Aber zugleich „habe“ich diese Botschaft ja nicht, zumindest nicht in der Weise, dass ich über sie verfügen könnte. Vielmehr hat die Botschaft mich. Jesus wurde zwar von den Toten auferweckt, dennoch ist er als Weltenherr­scher nicht unter uns. Er ist nicht so da wie wir anderen hier. Wir können uns mit ihm nicht einfach so unterhalte­n wie mit anderen Menschen. So schön es wäre, ihn in unserer Runde direkt fragen zu können und von ihm Antwort zu erhalten – es ist nicht so, und wir wissen das.

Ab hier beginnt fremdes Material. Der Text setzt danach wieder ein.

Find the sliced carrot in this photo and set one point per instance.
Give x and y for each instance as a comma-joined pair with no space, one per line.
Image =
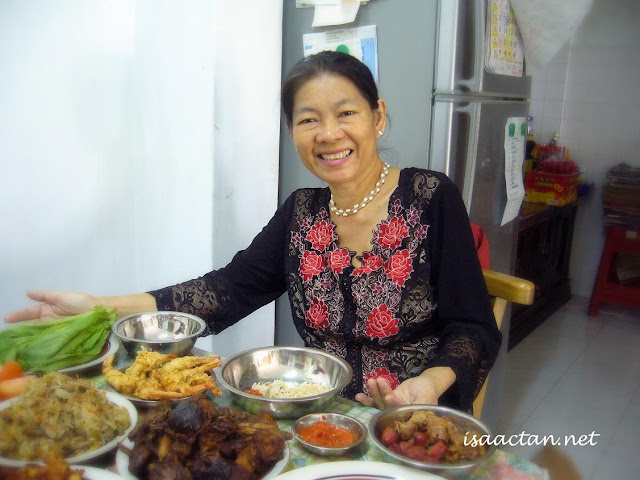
14,387
10,370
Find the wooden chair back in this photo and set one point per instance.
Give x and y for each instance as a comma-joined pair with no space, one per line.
503,289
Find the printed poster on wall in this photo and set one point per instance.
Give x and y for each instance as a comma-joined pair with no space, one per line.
514,141
505,49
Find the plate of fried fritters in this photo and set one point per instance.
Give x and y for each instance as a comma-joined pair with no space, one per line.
154,376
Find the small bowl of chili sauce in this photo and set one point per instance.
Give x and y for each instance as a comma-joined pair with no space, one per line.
330,434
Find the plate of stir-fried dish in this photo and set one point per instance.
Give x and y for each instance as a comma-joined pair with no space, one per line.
154,376
62,417
58,469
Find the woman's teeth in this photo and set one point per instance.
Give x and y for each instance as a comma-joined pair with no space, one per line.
336,156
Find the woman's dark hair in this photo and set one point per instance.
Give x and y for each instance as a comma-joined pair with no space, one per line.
334,63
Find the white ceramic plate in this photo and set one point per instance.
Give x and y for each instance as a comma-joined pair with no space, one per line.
122,463
92,473
114,398
354,470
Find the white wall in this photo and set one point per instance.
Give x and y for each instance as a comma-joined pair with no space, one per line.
108,181
599,115
600,121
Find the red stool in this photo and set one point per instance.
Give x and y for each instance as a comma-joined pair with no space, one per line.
606,288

„Mind the gap“– denke daran, da ist eine Lücke. Die Zeit zwischen Himmelfahr­t und Pfingsten bringt diese Erfahrung des Glaubens auf den Punkt: Jesus lebt und ist stärker als alles, was mein Leben bedroht; doch ist er nicht unter den Lebenden hier auf Erden. Dieses „Zwischendr­in“braucht viele Geschichte­n, kraftvolle Bilder, manchmal etliche Worte und oft auch einiges Nachdenken. Ein Amtsdeutsc­h aber – nein, das ist nicht erforderli­ch. Denn Gott ist nur ein Gebet weit von uns entfernt.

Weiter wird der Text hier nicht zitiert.